MacDonald plows through the script with energy and high spirits, only occasionally showing strain and exhaustion.
It's a losing battle, though, because the play keeps letting her and us down. It's a youthful work, loaded with puns, androgynous winks and broad slapstick. There are occasional bits of wit, but the play seldom achieves Stoppardian brilliance.
Worse, it feels dated, its once-amusing rants about, say, the political implications of drinking Coors Light feeling stale, flat and unprofitable today.
Still, there's no denying MacDonald's talent, and her language occasionally reaches inspired heights, especially around gender issues.

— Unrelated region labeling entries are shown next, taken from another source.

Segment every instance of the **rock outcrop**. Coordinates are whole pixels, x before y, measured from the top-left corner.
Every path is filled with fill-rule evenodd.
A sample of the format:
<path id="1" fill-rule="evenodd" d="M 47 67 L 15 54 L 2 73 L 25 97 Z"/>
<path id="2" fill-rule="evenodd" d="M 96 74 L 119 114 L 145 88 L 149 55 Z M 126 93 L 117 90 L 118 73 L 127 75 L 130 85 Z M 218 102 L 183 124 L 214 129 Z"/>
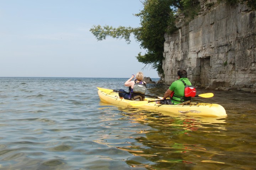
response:
<path id="1" fill-rule="evenodd" d="M 152 81 L 152 79 L 149 77 L 144 77 L 142 80 L 142 81 L 145 81 L 146 83 L 147 84 L 153 84 L 155 83 L 155 81 Z"/>
<path id="2" fill-rule="evenodd" d="M 187 24 L 179 17 L 178 30 L 165 35 L 165 83 L 176 80 L 183 69 L 197 86 L 255 92 L 255 11 L 245 5 L 201 0 L 197 16 Z M 206 5 L 210 2 L 210 8 Z"/>

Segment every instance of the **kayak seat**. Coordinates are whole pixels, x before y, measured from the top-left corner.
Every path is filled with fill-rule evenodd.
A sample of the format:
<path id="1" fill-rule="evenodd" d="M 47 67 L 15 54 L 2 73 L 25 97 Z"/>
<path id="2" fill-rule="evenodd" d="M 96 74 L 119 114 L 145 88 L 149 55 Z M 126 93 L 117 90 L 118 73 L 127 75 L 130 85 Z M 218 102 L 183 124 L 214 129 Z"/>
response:
<path id="1" fill-rule="evenodd" d="M 190 104 L 191 101 L 191 100 L 188 100 L 187 101 L 186 101 L 182 103 L 180 103 L 177 104 L 176 105 L 185 105 L 186 104 Z"/>

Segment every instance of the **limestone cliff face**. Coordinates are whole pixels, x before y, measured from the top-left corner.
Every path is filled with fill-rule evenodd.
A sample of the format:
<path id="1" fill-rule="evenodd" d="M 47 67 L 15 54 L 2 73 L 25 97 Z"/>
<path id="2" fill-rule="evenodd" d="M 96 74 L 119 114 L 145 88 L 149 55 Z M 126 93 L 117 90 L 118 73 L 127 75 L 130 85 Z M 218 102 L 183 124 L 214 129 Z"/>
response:
<path id="1" fill-rule="evenodd" d="M 184 69 L 196 85 L 256 92 L 256 12 L 215 0 L 207 2 L 214 2 L 209 8 L 205 1 L 198 15 L 188 24 L 180 16 L 178 30 L 165 36 L 165 83 L 176 80 Z"/>

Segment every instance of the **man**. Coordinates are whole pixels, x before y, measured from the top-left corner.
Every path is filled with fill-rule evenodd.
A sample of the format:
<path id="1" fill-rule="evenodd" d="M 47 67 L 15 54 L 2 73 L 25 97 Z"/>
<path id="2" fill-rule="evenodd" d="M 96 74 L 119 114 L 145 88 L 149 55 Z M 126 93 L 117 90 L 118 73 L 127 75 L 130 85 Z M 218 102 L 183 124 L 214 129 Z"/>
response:
<path id="1" fill-rule="evenodd" d="M 165 100 L 170 97 L 171 98 L 160 101 L 158 103 L 163 104 L 175 105 L 191 100 L 191 97 L 186 97 L 184 96 L 185 85 L 183 82 L 187 85 L 192 85 L 187 78 L 187 72 L 185 70 L 179 70 L 177 74 L 178 80 L 171 84 L 169 89 L 165 92 L 163 99 Z"/>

Her conceit that Shakespeare's women are mistakenly perceived as passive and ineffectual remains the work's strongest theme, given full life by Alison Sealy-Smith as the warrior-like Desdemona, and Cara Pifko as the libidinous, spoilt and impulsive Juliet.
Along with these two, Shakespeare actor Juan Chioran's quadruple turn as, among others, Othello and Juliet's lascivious nurse ensures that the show is at least well-acted.
But what does Constance want? And what's at stake for her? More than 100 productions later these remain the biggest holes in the script. Alisa Palmer's broad production doesn't provide the answers.
Neither can they be found in Charlotte Dean's set, one of the ugliest and least evocative in recent memory.
On the vast Bluma Appel stage -- far too big for this small, cheeky piece -- it's clear that MacDonald has tackled Shakespearean tragedy, attempted to make a comedy and ended up with what's known in academic circles as a problem play.